Wednesday, August 30, 2017

Video Content Ecosystem is Being Rearranged

Winners and losers are inevitable in the internet era, and the content business has for some time been a prime example. Consumption patterns have been transformed, and with it, the economic fortunes of contending channels.





The linear video business now is approaching its own transformation, as have other media and retailing businesses in the internet era. How the business changes is the issue, beyond the simple observation that on-demand streaming is going to displace large portions of the linear delivery business.

For distributors, the big new trend is that content bundlers (networks) can become their own distributors (think Netflix). For content producers, the big change is that bundlers/distributors become content creators (again, think Netflix). The big theme is “going direct to consumers.”

That has potential positive implications for networks, negative implications for facilities-based distributors and already positive implications for OTT distributors.

Looking only at the implications for the content creation part of the ecosystem, Netflix has shown that streaming can be viable for an OTT distributor. To this point, Netflix has operated more on the HBO model (prerecorded content) and less on the “live TV” model. But many networks are trying their hand at OTT live TV as well.

As consumers switch to streaming and away from linear services, they (so far) spend less monthly. That means, ultimately, less investment in content. That is not necessarily better or worse, but different, for consumers and content bundlers (networks).

Less investment in content might mean less revenue earned by some content creators, and more revenue earned by others. The general thinking is that niche content will have a harder time getting funded.

That is akin to the funding strategies used by major studios to finance movies: they tend to rely on a few hot franchises and sequels. That is great when it works; but disastrous when it fails, as arguably has been the case so far in 2017.

Movie ticket sales in the U.S. market have been in a downtrend since about 2002.  The sales softness continued in 2016 and revenue appears to be lower, at least in the U.S. market, again in 2017.  

Networks and cable operators have argued for years that the streaming business model simply will not work as well--for consumers--as the current linear packaging system. Skeptics argue what they really are saying is that streaming will not work as well for content creators and some distributors.
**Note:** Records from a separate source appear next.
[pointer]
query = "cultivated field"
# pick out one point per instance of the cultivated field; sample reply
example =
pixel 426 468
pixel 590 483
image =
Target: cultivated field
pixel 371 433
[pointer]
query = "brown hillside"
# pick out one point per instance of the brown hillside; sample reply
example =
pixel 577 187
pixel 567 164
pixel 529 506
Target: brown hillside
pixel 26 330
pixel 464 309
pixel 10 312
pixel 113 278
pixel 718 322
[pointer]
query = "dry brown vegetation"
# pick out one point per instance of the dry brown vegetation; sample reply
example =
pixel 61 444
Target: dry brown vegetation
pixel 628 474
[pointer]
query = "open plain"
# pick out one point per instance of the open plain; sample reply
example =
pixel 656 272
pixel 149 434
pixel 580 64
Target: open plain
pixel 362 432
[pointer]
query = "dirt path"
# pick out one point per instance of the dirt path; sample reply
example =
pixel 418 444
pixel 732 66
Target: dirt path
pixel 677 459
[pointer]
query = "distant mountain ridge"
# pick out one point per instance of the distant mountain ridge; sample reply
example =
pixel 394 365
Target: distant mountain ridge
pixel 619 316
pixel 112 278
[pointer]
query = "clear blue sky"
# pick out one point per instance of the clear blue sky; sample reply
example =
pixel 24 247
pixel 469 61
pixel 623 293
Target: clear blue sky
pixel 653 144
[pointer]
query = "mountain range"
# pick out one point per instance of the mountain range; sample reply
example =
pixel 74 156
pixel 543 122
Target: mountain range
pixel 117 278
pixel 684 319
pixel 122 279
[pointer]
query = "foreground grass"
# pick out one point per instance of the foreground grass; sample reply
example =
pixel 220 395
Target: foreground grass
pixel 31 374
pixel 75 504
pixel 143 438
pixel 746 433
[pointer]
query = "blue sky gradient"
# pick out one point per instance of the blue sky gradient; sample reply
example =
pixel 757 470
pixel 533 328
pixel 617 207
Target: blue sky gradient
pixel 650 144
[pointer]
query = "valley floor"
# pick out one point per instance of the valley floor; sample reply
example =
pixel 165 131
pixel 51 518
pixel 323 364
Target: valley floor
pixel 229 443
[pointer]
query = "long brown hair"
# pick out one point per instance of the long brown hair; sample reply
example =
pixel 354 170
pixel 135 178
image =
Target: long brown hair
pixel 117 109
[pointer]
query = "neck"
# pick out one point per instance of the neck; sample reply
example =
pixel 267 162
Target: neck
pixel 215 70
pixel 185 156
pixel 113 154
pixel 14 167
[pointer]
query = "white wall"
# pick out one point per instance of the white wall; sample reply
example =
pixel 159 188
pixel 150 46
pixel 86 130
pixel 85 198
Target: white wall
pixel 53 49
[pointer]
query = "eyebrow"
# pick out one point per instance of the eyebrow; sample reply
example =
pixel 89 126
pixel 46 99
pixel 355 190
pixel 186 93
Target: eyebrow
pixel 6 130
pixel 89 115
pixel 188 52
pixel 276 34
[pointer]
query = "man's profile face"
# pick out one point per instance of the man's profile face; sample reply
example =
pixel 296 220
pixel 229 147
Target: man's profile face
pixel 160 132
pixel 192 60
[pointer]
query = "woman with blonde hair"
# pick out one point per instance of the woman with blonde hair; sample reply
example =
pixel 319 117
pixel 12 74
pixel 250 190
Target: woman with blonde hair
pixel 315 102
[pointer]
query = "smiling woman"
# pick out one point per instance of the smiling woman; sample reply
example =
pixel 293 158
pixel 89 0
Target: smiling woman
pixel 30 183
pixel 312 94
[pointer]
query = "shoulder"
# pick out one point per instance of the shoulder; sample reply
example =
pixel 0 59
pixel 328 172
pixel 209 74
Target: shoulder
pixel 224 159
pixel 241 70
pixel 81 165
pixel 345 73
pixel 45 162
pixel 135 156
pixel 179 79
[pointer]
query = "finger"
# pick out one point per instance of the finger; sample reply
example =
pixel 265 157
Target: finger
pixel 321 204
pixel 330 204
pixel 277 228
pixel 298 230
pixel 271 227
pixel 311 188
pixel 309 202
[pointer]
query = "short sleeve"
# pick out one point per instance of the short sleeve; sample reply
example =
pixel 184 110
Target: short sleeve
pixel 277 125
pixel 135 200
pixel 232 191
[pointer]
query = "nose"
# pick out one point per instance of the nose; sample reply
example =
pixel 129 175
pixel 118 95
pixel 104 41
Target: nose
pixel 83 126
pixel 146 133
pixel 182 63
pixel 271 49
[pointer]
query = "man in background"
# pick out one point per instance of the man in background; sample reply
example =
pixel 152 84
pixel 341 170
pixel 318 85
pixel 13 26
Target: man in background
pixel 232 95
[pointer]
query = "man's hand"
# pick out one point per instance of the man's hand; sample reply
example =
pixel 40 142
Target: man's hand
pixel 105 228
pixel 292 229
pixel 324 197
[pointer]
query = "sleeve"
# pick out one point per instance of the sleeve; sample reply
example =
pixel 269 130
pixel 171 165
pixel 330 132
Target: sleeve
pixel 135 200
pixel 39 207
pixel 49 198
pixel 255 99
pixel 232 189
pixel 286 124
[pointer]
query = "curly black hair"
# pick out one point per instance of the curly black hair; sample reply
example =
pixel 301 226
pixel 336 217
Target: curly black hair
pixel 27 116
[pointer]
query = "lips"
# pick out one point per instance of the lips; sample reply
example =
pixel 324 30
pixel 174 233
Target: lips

But the linear model only works at scale. Smaller cable operators and small telcos have complained for years that linear video entertainment already is not profitable for them. On the other hand, there is Netflix, which is investing heavily in original content creation and acting as a distributor in its own right, albeit on an “over the top” basis.
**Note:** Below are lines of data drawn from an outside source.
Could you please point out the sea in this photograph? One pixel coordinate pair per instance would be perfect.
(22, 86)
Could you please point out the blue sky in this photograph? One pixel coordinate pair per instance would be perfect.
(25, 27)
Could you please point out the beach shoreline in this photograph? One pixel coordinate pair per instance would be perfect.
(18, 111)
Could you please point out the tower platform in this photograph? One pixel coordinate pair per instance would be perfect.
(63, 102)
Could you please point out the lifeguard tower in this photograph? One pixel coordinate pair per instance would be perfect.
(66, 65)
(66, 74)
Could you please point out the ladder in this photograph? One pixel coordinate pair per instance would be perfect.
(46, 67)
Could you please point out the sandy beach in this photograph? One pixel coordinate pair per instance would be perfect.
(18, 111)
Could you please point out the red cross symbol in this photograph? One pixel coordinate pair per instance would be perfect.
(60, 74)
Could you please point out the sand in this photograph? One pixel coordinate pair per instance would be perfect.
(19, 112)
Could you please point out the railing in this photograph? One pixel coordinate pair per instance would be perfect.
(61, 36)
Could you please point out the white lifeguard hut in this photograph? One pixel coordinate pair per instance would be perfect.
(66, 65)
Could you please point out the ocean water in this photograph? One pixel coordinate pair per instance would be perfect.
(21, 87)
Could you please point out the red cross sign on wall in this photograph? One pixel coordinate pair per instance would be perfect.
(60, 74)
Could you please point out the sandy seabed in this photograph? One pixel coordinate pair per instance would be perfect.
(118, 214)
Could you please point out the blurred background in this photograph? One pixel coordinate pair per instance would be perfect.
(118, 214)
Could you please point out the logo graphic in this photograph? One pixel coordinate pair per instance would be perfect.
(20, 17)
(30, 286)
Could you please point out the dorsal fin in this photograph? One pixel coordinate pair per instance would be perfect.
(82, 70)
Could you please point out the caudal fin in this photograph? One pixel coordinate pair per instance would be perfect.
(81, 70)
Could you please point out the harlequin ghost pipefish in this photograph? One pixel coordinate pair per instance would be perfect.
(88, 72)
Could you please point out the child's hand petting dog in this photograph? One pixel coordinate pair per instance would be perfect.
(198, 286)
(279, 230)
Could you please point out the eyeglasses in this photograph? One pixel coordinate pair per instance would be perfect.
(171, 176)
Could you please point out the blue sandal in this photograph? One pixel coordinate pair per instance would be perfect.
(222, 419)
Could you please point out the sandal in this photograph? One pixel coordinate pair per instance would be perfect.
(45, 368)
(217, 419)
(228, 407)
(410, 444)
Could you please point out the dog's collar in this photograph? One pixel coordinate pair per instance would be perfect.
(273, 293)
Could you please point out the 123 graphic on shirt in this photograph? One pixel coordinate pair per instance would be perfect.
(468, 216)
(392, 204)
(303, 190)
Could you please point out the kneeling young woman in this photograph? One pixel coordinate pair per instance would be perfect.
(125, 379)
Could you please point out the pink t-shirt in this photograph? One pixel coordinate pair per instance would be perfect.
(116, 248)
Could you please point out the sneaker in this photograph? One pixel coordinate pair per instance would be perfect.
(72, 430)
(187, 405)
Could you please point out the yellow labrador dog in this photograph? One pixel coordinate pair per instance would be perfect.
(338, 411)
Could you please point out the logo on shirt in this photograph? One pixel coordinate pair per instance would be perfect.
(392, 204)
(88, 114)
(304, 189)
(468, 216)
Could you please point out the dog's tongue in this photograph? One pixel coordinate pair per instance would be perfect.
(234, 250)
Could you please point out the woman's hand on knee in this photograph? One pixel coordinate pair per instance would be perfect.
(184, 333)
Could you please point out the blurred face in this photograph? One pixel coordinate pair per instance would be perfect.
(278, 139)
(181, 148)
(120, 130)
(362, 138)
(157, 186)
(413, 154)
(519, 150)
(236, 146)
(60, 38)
Simply put, streaming will disrupt both content creators, bundlers and delivery business models. But the changes will be structurally different from what has happened in legacy communication markets. There, markets essentially were destroyed, not rearranged.

Netflix, for example, increasingly is reshaping the way content creation happens in the video business.

So streaming is likely to rearrange, rather than destroy the content ecosystem. Netflix provides the best example, as the firm has a goal of having original content represent as much as half of its catalog.